Maheshwari shared that these losses “will be wiped out” amid ShopUp’s higher monetization objectives. The company also has also seen “significant results” from its efforts to reduce burn in FY 2023, he noted.
Nonetheless, expenses in FY 2022 grew more than 2x to US$85.9 million over the same period. The main contributor to this is the US$59.5 million in costs for finished goods consumed, which grew from US$30.3 million in the previous financial year.
According to the company’s financial report, the costs of finished goods – and those still work-in-progress – include production overhead and direct labor. The total costs also include gains or losses from foreign currency purchases of inventories.

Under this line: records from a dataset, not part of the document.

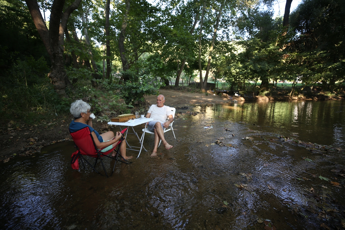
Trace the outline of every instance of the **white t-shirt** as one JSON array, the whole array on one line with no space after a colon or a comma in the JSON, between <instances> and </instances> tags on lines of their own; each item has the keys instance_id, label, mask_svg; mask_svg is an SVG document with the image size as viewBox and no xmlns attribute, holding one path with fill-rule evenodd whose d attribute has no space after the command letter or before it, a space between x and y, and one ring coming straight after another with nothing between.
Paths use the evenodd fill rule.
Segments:
<instances>
[{"instance_id":1,"label":"white t-shirt","mask_svg":"<svg viewBox=\"0 0 345 230\"><path fill-rule=\"evenodd\" d=\"M158 121L161 123L165 122L169 116L172 115L172 111L169 106L164 106L160 108L156 104L151 106L147 112L151 113L150 118L153 118L153 120Z\"/></svg>"}]
</instances>

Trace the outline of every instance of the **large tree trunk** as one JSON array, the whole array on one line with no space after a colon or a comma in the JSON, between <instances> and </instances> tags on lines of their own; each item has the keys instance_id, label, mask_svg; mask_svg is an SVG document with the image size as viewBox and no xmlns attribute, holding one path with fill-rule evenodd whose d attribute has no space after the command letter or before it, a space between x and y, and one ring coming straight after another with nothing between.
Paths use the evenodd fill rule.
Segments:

For FY 2022, ShopUp saw a large jump in cash and cash equivalents at the end of the period to US$87.1 million from US$3.1 million in FY 2021. This is primarily attributed to the company’s US$153.9 million in cash generated from financing activities.
ShopUp has allocated part of the funds for organic growth and potential M&A opportunities – which will be focused on strengthening its position within its local market, Maheshwari shared. The executive also said ShopUp is currently well-capitalized and positioned for growth, but he didn’t disclose specific numbers.
For 2023, Maheshwari said the growth targets are centered around two key objectives: increasing monetization and hitting EBITDA breakeven.
“We are pleased to report that we are on track to meet these targets, as evidenced by a remarkable 50% reduction in monthly EBITDA burn compared to the previous year,” he said.
Within the financial year, ShopUp raised US$65 million from a round led by Valar Ventures as well as a separate US$75 million from backers like Sequoia Capital India, Flourish Ventures, and Prosus Ventures.